その時、初めて彼方が時雨を艦娘としてだけではなく、一人の人間として扱ってくれていたことに気がついた。
「……でも、今は違う。ーー彼方は僕が沈んだら泣いて悲しんでくれると思う。簡単に死を選んだ僕を怒ってもくれると思う。そして立ち直れないくらいに傷ついてくれると思うんだ。」
ーーそれは、なんて幸せで罪深い事なんだろう。
「……時雨。僕は君が沈むなんてこと絶対に許さない。君は僕のものだ。勝手に沈むなんて、認めない」
彼方も時雨の今の言葉に少し怒ってくれているみたいだし、嬉しい言葉もおまけでついてきてくれた。
本当に、いい
「当たり前だよ。僕は彼方を悲しませたくなんかないからね。どんなことがあっても必ず帰ってくるさ。……でも、彼方がそこまで言うならーー僕に自分は彼方のものなんだって自覚させて欲しいところではある……かな?」
自分で言っていてとんでもなく恥ずかしい言葉ではあるが、時雨が彼方から出てくるのを望んでいたのはその言葉だ。
「……時雨?」
ーー彼方の声に答えることなく、時雨は音もなくゆっくりと立ち上がった。
ーー柵に背を向けて、彼方が露天風呂に浸かっている。
まだこちらには気づいていないようだ。
「ーー彼方。隣、いいかい?」
「って、え……時雨!?い、いつの間に……?」
時雨は彼方に気づかれないように、提督用の露天風呂へと忍び込んでいた。
「……あ、あんまりこっちは見ないでほしい、かな。まだ、ちょっと恥ずかしいから……」
タオルを巻いているとはいえ、直接見られるのはまだ心の準備が出来ていない。
時雨はゆっくりと彼方の隣に座った。
お風呂にして本当によかった。
きっと今の時雨の顔はゆでダコのように真っ赤になっていることだろう。
真っ赤になっているのも言ってしまえばお風呂のせいだが、その事には時雨はもはや頭が回っていなかった。

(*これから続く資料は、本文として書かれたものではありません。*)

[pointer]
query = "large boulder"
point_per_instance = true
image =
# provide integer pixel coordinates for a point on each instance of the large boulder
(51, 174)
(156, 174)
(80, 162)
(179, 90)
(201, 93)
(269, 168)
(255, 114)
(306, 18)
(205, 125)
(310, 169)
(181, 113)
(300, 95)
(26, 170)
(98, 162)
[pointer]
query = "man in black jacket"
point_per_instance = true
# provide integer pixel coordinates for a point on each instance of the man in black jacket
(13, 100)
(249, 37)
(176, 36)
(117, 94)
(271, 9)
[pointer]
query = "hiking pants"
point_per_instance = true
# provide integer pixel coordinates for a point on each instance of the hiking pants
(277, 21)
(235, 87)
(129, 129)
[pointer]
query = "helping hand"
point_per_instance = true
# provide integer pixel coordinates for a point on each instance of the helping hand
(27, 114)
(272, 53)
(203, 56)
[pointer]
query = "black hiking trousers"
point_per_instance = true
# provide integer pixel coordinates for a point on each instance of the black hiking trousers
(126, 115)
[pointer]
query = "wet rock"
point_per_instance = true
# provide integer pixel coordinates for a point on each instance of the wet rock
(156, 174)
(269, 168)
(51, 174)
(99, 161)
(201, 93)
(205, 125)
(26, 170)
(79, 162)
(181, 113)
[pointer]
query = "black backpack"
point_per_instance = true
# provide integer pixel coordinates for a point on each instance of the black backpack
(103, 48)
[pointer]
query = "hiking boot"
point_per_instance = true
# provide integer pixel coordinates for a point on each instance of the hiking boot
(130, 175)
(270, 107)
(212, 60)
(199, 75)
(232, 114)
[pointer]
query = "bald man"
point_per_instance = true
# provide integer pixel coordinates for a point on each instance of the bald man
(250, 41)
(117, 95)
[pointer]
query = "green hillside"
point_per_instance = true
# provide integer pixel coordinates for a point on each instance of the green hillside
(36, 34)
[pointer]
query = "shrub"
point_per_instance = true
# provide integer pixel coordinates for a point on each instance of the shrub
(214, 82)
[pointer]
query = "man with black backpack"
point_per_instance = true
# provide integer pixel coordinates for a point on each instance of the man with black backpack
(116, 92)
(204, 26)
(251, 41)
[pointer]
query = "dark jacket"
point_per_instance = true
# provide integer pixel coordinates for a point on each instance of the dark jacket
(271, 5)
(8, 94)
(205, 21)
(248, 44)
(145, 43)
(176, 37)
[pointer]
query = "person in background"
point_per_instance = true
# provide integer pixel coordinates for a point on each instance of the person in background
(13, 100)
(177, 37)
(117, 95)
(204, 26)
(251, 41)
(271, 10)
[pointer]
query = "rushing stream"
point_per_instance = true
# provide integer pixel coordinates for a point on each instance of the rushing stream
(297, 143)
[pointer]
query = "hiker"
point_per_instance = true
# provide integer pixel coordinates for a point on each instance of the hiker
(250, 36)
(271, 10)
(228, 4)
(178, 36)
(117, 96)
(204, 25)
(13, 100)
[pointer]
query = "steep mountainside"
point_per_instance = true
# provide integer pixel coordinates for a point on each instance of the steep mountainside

「僕はさ、こうして彼方の隣にいられることが何より幸せだよ。いつかは、本当に君の物になれるのを期待して……待ってるからね?」
ぴとりと、彼方の肩に頭を乗せる。
「……時雨といると、ほんとに驚かされてばっかりだよ」
彼方が優しく頭を撫でてくれた。
今日は、彼方と話せて本当によかった。
ーー結局二人はのぼせる限界まで、そうして身を寄せあって夜空を眺めていたのだった。
(こ、これ……立ち上がったら彼方に見えちゃうよね!?タオル濡れちゃってるし!どうして僕はこう詰めが甘いんだろう……どうしよう……)
(……立ち上がれない。タオル持ってないし……時雨は空眺めてるし……どうしよう……)
ここまで読んでいただきまして、ありがとうございました!
時雨の心情は出会ったとき以来ですよね、確か……
今回書けてよかったと思います。
それでは、また読みに来ていただけましたら嬉しいです!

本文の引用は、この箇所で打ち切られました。